In plain words, GenerateRandomGraph selects two nodes where the probability of a node being selected is proportionate to the degree of a node in the original graph (with respect to the relation). By doing so, we increase the quality of the pseudo labels on the random graph by utilizing the prior information that nodes that have seen more labels during training are more likely to have a higher embedding quality. Once two nodes are selected, a link is formed between them. This process of generating pseudo links is repeated k times.

The above generation of random graph per epoch conceptually enables the teacher model to generate unlimited number of pseudo labels that can be backpropgated by the student model.

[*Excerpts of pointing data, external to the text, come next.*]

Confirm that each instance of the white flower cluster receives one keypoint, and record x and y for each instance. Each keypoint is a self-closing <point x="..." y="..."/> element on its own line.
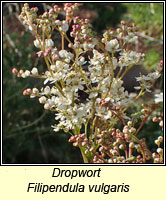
<point x="146" y="81"/>
<point x="129" y="58"/>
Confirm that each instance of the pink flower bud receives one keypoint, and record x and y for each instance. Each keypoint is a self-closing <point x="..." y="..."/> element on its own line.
<point x="14" y="71"/>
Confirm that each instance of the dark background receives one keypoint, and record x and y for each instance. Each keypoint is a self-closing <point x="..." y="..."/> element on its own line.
<point x="27" y="133"/>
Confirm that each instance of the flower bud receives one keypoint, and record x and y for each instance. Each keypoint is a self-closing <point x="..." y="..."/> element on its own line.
<point x="34" y="71"/>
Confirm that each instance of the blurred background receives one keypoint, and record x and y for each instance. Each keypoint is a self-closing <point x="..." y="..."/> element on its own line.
<point x="27" y="134"/>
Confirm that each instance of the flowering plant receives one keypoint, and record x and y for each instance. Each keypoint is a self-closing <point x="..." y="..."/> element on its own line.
<point x="83" y="90"/>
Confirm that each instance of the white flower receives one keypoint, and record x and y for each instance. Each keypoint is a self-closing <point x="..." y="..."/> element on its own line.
<point x="42" y="99"/>
<point x="49" y="43"/>
<point x="38" y="43"/>
<point x="129" y="57"/>
<point x="34" y="71"/>
<point x="93" y="95"/>
<point x="112" y="45"/>
<point x="47" y="90"/>
<point x="53" y="67"/>
<point x="64" y="26"/>
<point x="159" y="97"/>
<point x="27" y="73"/>
<point x="63" y="54"/>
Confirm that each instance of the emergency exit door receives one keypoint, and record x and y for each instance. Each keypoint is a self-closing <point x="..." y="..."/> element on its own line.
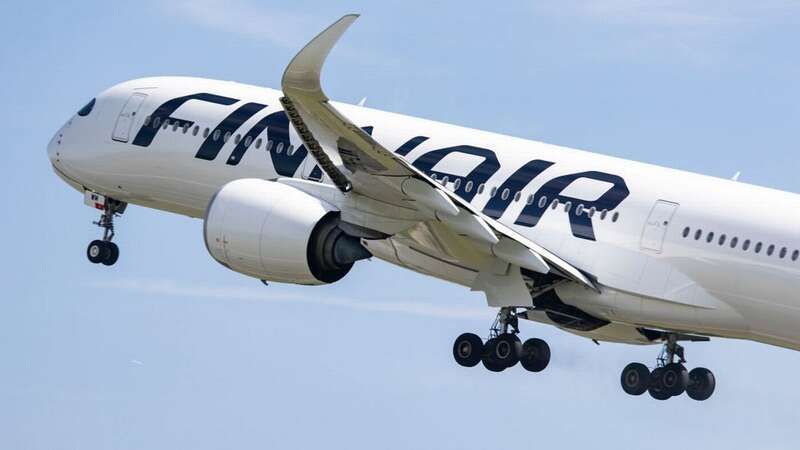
<point x="658" y="222"/>
<point x="122" y="129"/>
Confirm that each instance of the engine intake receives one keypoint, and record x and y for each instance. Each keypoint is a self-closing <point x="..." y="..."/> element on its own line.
<point x="272" y="231"/>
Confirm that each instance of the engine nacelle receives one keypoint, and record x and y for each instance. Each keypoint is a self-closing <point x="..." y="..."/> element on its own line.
<point x="272" y="231"/>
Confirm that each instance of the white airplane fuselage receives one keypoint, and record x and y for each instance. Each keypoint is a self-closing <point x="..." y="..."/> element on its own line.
<point x="677" y="251"/>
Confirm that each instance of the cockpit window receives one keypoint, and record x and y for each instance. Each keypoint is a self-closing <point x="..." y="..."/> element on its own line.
<point x="83" y="112"/>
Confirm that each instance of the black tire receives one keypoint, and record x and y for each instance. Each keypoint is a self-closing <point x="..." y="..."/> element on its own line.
<point x="701" y="384"/>
<point x="635" y="379"/>
<point x="674" y="379"/>
<point x="468" y="349"/>
<point x="656" y="390"/>
<point x="487" y="358"/>
<point x="113" y="254"/>
<point x="535" y="355"/>
<point x="97" y="251"/>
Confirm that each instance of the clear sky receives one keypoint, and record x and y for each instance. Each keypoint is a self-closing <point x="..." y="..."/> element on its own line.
<point x="168" y="349"/>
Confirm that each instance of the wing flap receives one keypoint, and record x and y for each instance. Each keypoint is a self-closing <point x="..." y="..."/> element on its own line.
<point x="355" y="160"/>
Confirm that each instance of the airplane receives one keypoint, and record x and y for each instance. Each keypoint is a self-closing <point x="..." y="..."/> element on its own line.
<point x="295" y="188"/>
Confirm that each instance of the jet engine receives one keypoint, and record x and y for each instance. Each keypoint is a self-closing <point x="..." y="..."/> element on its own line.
<point x="272" y="231"/>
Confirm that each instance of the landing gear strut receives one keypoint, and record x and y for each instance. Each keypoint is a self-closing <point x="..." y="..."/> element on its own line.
<point x="670" y="377"/>
<point x="503" y="349"/>
<point x="103" y="251"/>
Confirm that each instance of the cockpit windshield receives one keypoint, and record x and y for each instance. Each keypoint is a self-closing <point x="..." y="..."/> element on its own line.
<point x="83" y="112"/>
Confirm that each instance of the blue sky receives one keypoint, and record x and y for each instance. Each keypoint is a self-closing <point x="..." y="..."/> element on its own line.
<point x="168" y="349"/>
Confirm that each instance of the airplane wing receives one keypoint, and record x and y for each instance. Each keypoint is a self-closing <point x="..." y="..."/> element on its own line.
<point x="356" y="162"/>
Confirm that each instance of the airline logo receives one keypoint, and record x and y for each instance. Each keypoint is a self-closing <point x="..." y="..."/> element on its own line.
<point x="286" y="163"/>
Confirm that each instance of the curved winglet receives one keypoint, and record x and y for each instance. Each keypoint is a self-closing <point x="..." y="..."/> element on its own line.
<point x="303" y="72"/>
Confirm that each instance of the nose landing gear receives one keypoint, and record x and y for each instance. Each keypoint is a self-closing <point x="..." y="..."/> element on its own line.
<point x="503" y="349"/>
<point x="103" y="251"/>
<point x="670" y="377"/>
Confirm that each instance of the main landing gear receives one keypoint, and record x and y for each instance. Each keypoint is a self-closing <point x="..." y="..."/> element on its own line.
<point x="669" y="378"/>
<point x="103" y="251"/>
<point x="503" y="349"/>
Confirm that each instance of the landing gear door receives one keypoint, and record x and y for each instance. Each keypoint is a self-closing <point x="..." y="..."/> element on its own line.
<point x="655" y="229"/>
<point x="122" y="129"/>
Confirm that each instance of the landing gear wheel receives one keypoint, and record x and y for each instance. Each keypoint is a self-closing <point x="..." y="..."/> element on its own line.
<point x="535" y="355"/>
<point x="656" y="390"/>
<point x="97" y="251"/>
<point x="635" y="379"/>
<point x="488" y="359"/>
<point x="507" y="349"/>
<point x="467" y="349"/>
<point x="701" y="384"/>
<point x="674" y="379"/>
<point x="112" y="254"/>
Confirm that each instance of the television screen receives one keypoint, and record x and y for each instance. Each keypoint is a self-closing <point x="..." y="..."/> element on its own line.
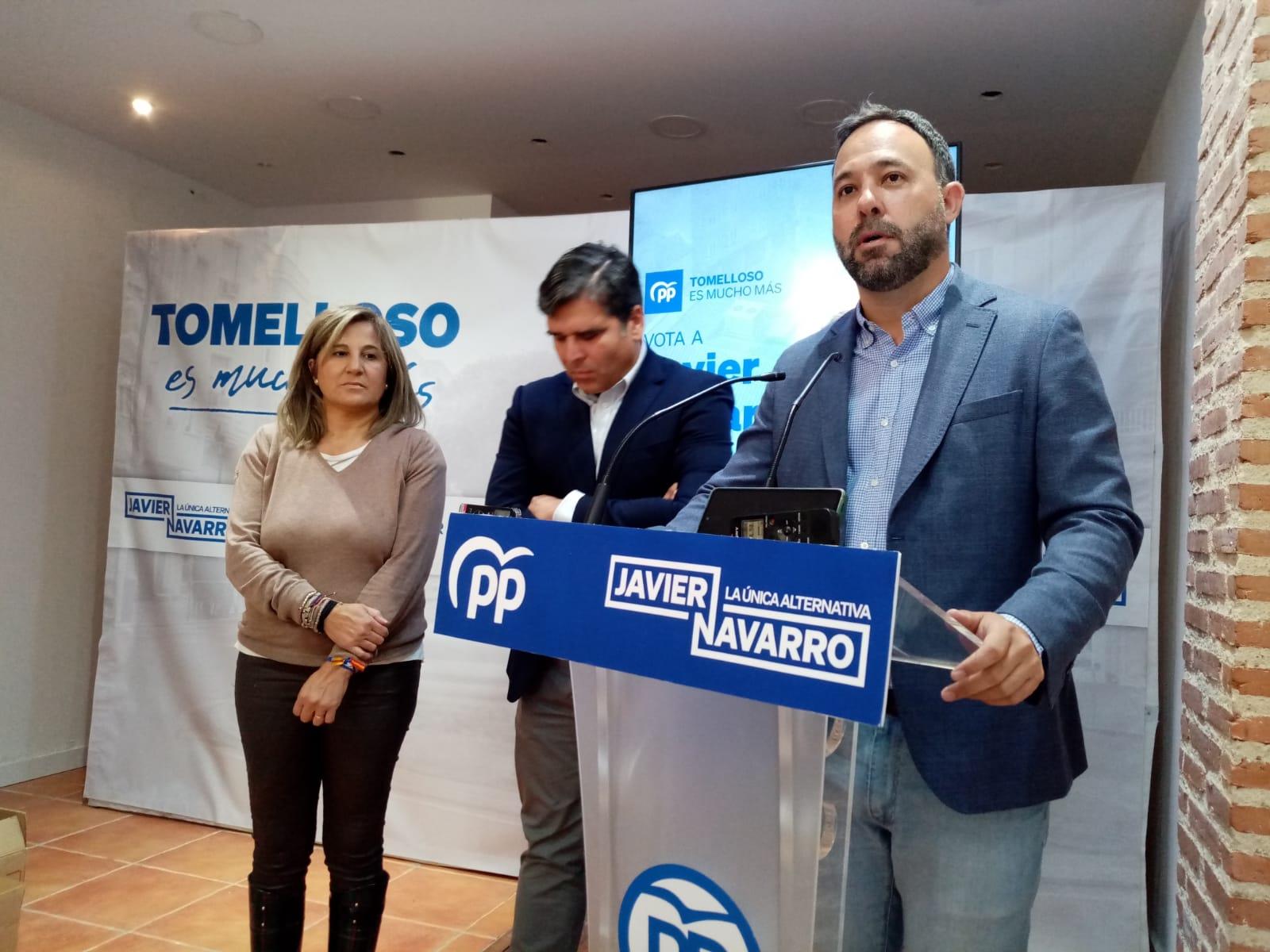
<point x="738" y="270"/>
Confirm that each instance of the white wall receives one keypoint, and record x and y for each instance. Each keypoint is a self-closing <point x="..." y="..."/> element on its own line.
<point x="1172" y="156"/>
<point x="67" y="202"/>
<point x="397" y="209"/>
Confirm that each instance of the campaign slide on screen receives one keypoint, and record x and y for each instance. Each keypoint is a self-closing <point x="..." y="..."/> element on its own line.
<point x="738" y="270"/>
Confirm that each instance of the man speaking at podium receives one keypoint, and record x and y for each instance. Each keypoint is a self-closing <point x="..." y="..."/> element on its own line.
<point x="558" y="435"/>
<point x="969" y="427"/>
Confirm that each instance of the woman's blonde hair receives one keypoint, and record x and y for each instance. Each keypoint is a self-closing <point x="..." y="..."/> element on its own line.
<point x="300" y="414"/>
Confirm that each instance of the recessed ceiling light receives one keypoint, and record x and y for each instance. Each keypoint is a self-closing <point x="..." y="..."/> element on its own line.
<point x="823" y="112"/>
<point x="677" y="127"/>
<point x="225" y="27"/>
<point x="352" y="108"/>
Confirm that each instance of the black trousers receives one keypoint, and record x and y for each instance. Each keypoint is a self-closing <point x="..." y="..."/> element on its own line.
<point x="351" y="762"/>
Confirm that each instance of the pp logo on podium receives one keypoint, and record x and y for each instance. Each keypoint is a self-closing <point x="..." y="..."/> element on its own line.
<point x="683" y="908"/>
<point x="497" y="585"/>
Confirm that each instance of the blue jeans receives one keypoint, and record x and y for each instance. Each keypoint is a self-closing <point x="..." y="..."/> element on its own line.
<point x="926" y="879"/>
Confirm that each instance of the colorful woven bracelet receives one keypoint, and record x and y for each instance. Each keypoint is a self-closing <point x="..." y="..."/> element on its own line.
<point x="347" y="662"/>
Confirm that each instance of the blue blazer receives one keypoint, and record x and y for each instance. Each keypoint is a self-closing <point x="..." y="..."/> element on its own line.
<point x="546" y="450"/>
<point x="1013" y="447"/>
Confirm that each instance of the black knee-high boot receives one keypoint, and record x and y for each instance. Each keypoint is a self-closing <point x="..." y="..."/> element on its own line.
<point x="355" y="917"/>
<point x="277" y="919"/>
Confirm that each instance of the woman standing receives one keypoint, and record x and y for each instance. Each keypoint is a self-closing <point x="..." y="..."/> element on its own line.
<point x="333" y="530"/>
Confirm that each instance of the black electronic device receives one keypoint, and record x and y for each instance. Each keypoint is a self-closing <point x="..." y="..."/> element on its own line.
<point x="787" y="514"/>
<point x="479" y="509"/>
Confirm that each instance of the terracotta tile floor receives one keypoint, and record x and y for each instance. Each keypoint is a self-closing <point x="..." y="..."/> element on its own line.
<point x="112" y="881"/>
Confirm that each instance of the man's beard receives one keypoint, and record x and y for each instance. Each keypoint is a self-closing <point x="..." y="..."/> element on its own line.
<point x="918" y="247"/>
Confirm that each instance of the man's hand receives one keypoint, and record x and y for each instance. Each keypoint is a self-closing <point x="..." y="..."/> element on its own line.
<point x="1003" y="670"/>
<point x="321" y="695"/>
<point x="544" y="507"/>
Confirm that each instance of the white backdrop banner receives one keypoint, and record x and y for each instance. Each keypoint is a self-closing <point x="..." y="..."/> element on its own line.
<point x="210" y="323"/>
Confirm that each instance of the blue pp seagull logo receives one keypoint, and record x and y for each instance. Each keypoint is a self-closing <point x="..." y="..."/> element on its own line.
<point x="672" y="908"/>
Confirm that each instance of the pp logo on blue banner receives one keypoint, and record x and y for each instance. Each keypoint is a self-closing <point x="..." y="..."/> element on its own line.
<point x="683" y="908"/>
<point x="495" y="587"/>
<point x="664" y="292"/>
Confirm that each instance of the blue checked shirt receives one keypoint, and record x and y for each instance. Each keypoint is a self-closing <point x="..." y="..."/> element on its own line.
<point x="886" y="380"/>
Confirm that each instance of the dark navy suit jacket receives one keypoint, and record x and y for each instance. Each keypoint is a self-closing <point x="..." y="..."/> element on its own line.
<point x="1013" y="447"/>
<point x="546" y="450"/>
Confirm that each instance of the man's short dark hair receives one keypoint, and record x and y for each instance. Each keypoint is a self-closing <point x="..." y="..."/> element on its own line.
<point x="872" y="112"/>
<point x="596" y="272"/>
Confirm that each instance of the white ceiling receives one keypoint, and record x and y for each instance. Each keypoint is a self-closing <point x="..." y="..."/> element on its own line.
<point x="465" y="84"/>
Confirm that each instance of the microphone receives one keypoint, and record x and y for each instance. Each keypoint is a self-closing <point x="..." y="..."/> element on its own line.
<point x="600" y="498"/>
<point x="789" y="422"/>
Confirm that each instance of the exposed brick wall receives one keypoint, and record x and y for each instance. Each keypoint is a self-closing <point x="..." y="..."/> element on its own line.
<point x="1223" y="831"/>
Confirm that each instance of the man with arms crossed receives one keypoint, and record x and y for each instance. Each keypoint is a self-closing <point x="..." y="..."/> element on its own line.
<point x="559" y="435"/>
<point x="969" y="427"/>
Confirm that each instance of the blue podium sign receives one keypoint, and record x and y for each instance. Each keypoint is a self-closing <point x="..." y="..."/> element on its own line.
<point x="794" y="625"/>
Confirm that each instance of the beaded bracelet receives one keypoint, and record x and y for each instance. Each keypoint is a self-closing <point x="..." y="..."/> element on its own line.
<point x="347" y="662"/>
<point x="314" y="609"/>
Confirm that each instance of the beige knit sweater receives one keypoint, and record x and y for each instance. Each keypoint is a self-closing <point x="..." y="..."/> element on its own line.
<point x="368" y="533"/>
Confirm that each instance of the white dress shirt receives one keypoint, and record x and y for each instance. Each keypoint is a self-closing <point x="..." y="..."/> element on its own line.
<point x="603" y="410"/>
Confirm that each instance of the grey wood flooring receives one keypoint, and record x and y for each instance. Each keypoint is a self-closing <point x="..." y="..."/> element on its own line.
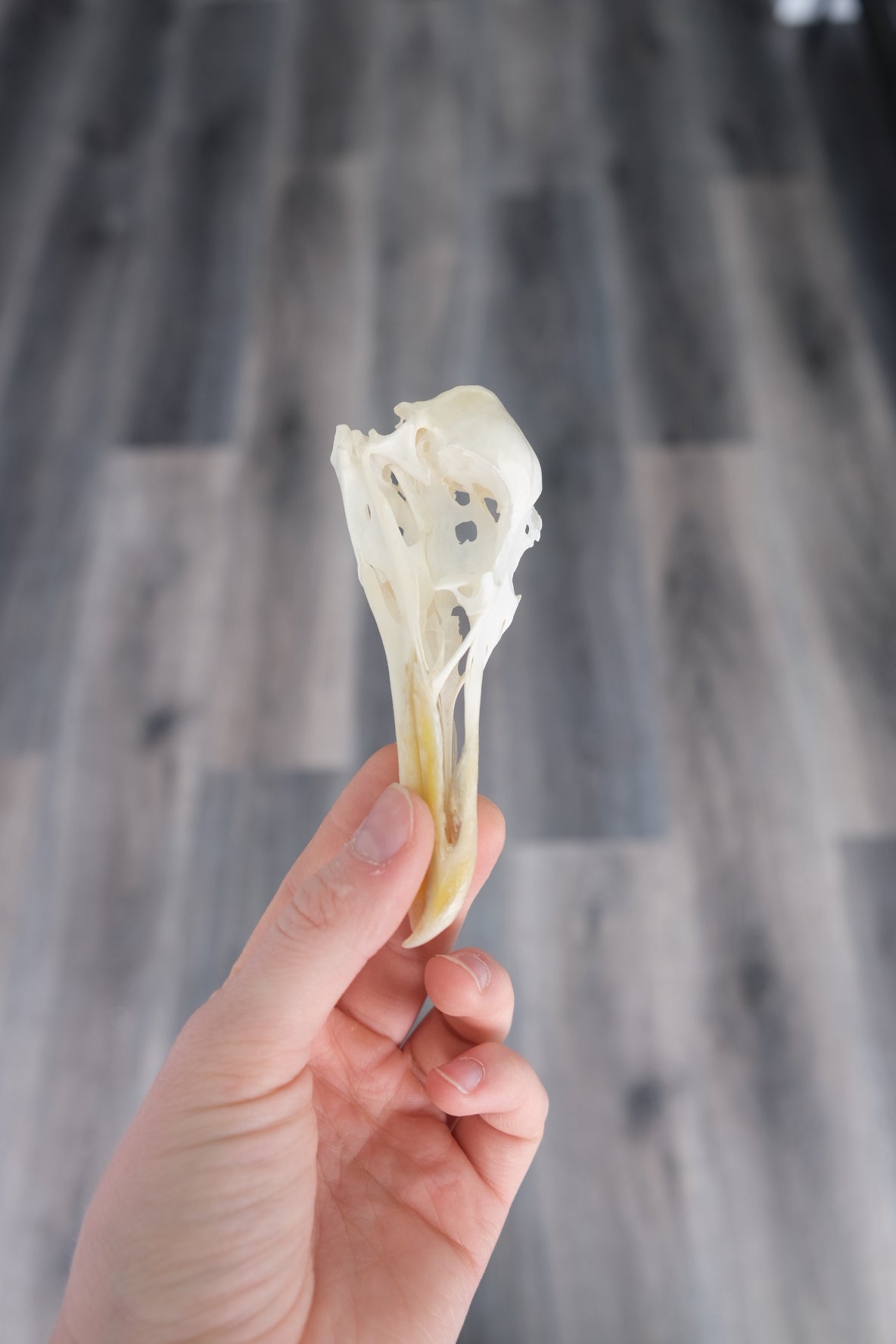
<point x="664" y="233"/>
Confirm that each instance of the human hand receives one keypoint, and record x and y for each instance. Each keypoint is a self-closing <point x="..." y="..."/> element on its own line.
<point x="294" y="1172"/>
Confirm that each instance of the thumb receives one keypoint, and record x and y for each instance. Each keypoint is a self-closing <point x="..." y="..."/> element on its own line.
<point x="334" y="922"/>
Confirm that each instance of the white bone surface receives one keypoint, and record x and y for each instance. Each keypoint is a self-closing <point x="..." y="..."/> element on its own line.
<point x="440" y="514"/>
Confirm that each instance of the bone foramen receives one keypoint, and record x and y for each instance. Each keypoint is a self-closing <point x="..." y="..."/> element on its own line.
<point x="440" y="512"/>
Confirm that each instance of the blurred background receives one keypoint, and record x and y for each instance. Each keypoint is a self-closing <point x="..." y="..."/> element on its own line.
<point x="664" y="232"/>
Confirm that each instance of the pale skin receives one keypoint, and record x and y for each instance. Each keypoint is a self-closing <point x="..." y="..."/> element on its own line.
<point x="298" y="1171"/>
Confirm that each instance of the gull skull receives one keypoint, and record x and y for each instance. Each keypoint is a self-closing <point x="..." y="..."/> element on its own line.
<point x="440" y="512"/>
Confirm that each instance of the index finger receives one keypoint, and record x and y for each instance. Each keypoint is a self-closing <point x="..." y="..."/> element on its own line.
<point x="340" y="823"/>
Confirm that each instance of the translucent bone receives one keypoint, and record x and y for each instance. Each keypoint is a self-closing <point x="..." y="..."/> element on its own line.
<point x="440" y="512"/>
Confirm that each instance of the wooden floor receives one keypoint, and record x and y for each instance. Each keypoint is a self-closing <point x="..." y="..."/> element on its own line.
<point x="664" y="234"/>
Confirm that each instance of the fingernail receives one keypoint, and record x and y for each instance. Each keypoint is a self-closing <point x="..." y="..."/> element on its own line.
<point x="387" y="827"/>
<point x="473" y="964"/>
<point x="465" y="1073"/>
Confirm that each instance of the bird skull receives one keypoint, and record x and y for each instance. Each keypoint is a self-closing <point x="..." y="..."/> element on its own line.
<point x="440" y="514"/>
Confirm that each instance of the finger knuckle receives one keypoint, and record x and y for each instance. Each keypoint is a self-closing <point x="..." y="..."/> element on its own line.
<point x="313" y="907"/>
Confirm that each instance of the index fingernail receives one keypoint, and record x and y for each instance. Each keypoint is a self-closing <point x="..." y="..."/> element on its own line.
<point x="387" y="827"/>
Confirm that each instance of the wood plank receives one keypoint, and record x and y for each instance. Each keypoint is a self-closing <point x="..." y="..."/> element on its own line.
<point x="250" y="827"/>
<point x="188" y="292"/>
<point x="618" y="1234"/>
<point x="870" y="876"/>
<point x="428" y="121"/>
<point x="570" y="682"/>
<point x="801" y="1156"/>
<point x="677" y="359"/>
<point x="854" y="126"/>
<point x="20" y="784"/>
<point x="828" y="421"/>
<point x="90" y="988"/>
<point x="286" y="692"/>
<point x="51" y="417"/>
<point x="45" y="50"/>
<point x="537" y="55"/>
<point x="332" y="77"/>
<point x="748" y="69"/>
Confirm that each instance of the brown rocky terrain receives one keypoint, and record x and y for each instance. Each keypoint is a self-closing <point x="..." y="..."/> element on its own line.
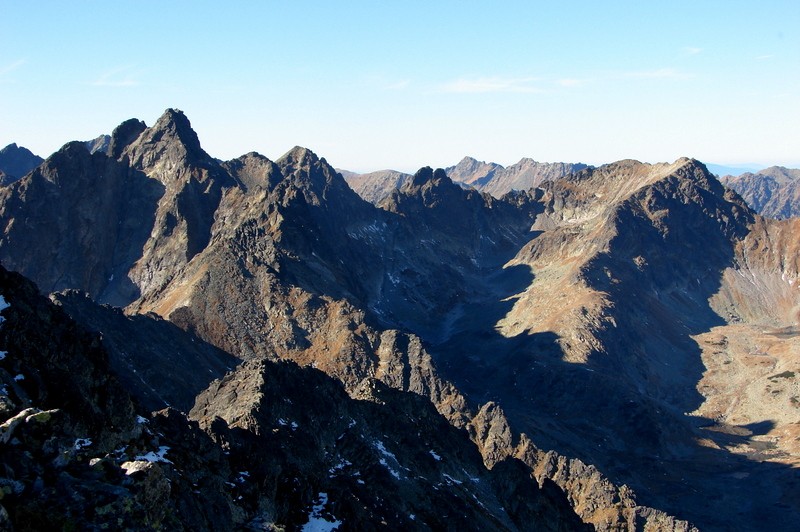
<point x="773" y="192"/>
<point x="375" y="186"/>
<point x="581" y="328"/>
<point x="256" y="451"/>
<point x="497" y="180"/>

As mentioned earlier, pseudo labels are inherently noisy and pseudo labels on random graphs are even more noisy. Thus, we incorporate a form of Curriculum Learning by utilizing a loss scheduler, which gradually shifts the emphasis from easy original label to medium pseudo label on train graph and ultimately hard pseudo label on the random graph. The loss scheduler is depicted below:

Results:

Here are the baseline models' performances where TxGNN 130 represents the more capable teacher model and TxGNN 80 represents the lighter student model.

Baseline AUPRC (%):
Model	Num. Params	Seed 45	Seed 46	Seed 47	Seed 48	Seed 49	Mean ± std
Baseline 130	(1.7M)	80.33	73.66	76.29	84.19	79.91	78.87 ± 4.04
Baseline 80	(650k)	78.64	71.97	74.44	82.74	77.87	77.13 ± 4.13

There is a high variance of performance due to zero-shot evaluation setting. Thus, we focus on the relative performance gains at each seed and average across seeds. This way, we can more accurately attribute changes in performance to the methods themselves, rather than to fluctuations in task difficulty associated with different seeds.

In our study, we delve into three distinct methods of Knowledge Distillation (KD) for Graph Neural Networks (GNN): Basic Knowledge Distillation (BKD) as introduced by Hinton, Vinyals, and Dean in 2015, Local Structure Preserving GCN (LSPGCN, also known as DistillGCN) developed by Yang et al. in 2020, and our innovative approach, FlyKD.

Knowledge Distillation Methods (Relative gains from Baseline80)
Model	Time	Curriculum Learning	Mean±std
Basic KD	1600	No	-0.62±0.59
LSP 1 layer (RBF)	20000	No	-1.09±0.23
LSP 2 layers (RBF)	40000	No	-1.41±0.82
FlyKD	2000	Yes	1.16±0.36

Our experiments reveal that while BKD and LSPGCN result in negative KD effects, FlyKD stands out by achieving positive relative gains. We find out the reason for such gap in the following ablation study.

Ablation study (Relative gains from Baseline80)
Model	Configuration	Mean±std
Basic KD	Employ Curriculum Learning	0.93±0.45
FlyKD	Fix Random Graph	1.14±0.39
FlyKD	No Curriculum Learning	0.19±0.42
FlyKD	Take Out Pseudo Labels on Train Dataset	-0.68±0.63
FlyKD	stepwise function for Curriculum Learning	-1.436±0.86

Our ablation study shows that noise in the teacher model's pseudo labels causes the performance gap between FlyKD and other KD methods. Adding Curriculum Learning to BKD improves its performance noticeably, giving a +1.55% boost over the standard approach.

Findings

Optimization process of the student model in KD is inherently noisy, and Curriculum Learning can greatly alleviate this issue.
Curriculum Learning for KD requires a gradual change in difficulty, corroborated by catastrophic degradation in performance when a step-wise loss scheduler is employed instead.
LSPGCN is not scalable for Knowledge Graphs, as demonstrated by a 10-20x increase in time as shown in Table 2. This holds true for most Knowledge Distillation methods tailored for graphs with similar mechanisms.
FlyKD’s pseudo labels on degree-aware random graphs seem to help but do not provide any additional gains beyond the generation of one random graph and maintaining it, instead of generating a new random graph at every epoch throughout the training. Further investigation is needed to understand this phenomenon.